3D conditional generative adversarial networks for high-quality PET image estimation at low dose
Introduction
Positron emission tomography (PET) has been widely applied in hospitals and clinics for disease diagnosis and intervention (Daerr et al., ; Mosconi et al., 2008; Huang et al., 2014; Cerami et al., 2015). Different from other imaging techniques, such as computed tomography (CT) and magnetic resonance imaging (MRI), PET is a functional imaging technique that produces three-dimensional in-vivo observation of metabolism processes of human body (Karnabi, 2017). Specifically, the PET system detects pairs of gamma rays emitted indirectly from a radioactive tracer which is injected into the human body on a biologically active molecule.
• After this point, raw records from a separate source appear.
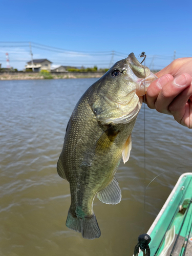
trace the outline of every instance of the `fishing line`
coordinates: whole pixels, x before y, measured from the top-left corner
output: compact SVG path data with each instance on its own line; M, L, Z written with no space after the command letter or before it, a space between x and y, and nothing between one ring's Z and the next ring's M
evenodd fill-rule
M146 103L146 94L145 94L145 56L144 59L144 220L145 223L145 217L146 217L146 145L145 145L145 129L146 129L146 119L145 119L145 103Z

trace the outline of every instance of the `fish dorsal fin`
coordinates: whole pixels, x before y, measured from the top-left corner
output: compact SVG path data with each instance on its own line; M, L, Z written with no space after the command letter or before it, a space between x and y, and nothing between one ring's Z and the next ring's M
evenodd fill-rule
M124 146L123 151L122 153L124 164L129 160L130 156L130 151L132 149L132 135L130 134L126 140Z
M96 153L102 154L109 152L118 134L118 132L115 130L113 126L105 131L97 141Z
M109 185L97 193L97 197L105 204L117 204L120 203L121 190L115 176Z
M57 170L58 174L59 175L60 177L67 180L66 174L65 173L65 170L62 166L60 156L59 157L59 160L58 160L57 164Z

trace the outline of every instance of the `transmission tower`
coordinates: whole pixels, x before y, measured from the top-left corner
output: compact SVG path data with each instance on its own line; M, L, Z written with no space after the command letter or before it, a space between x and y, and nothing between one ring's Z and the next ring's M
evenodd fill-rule
M7 68L10 69L10 61L9 61L9 53L6 52L5 55L6 55Z
M109 69L110 69L112 67L112 65L113 64L113 58L114 57L115 51L112 51L112 56L110 62L110 65L109 65Z
M30 49L30 53L31 53L31 65L32 66L33 72L34 72L34 65L33 65L33 53L32 51L31 42L29 42L29 48Z

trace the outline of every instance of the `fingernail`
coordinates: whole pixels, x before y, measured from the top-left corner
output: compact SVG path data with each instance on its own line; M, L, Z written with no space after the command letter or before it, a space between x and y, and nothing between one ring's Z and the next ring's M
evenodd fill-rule
M185 86L186 86L186 83L187 79L186 78L185 75L184 74L176 77L173 82L173 84L179 87Z
M161 89L167 82L170 81L166 75L161 76L157 82L157 86Z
Then, three-dimensional PET images of tracer concentration within the human body are constructed using computer analysis (Bailey et al., 2005).
To†obtain high quality PET images for diagnostic needs, a full dose radioactive tracer is usually preferred. This inevitably raises concerns about potential health hazards. According to the report “Biological Effects of Ionizing Radiation (BEIR VII)”,1 the increased risk of incidence of cancer is 10.8% per Sv, so one brain PET scan increases lifetime cancer risk by about 0.04%. Although this number is small, the risks are multiplied for the patients who experience multiple PET scans during their treatments. Moreover, these risks are more serious for pediatric patients. Although it is desirable to reduce the dose during the PET scanning, a major drawback of dose reduction is that more noise may be involved in the reconstructed PET images, resulting in poor image quality.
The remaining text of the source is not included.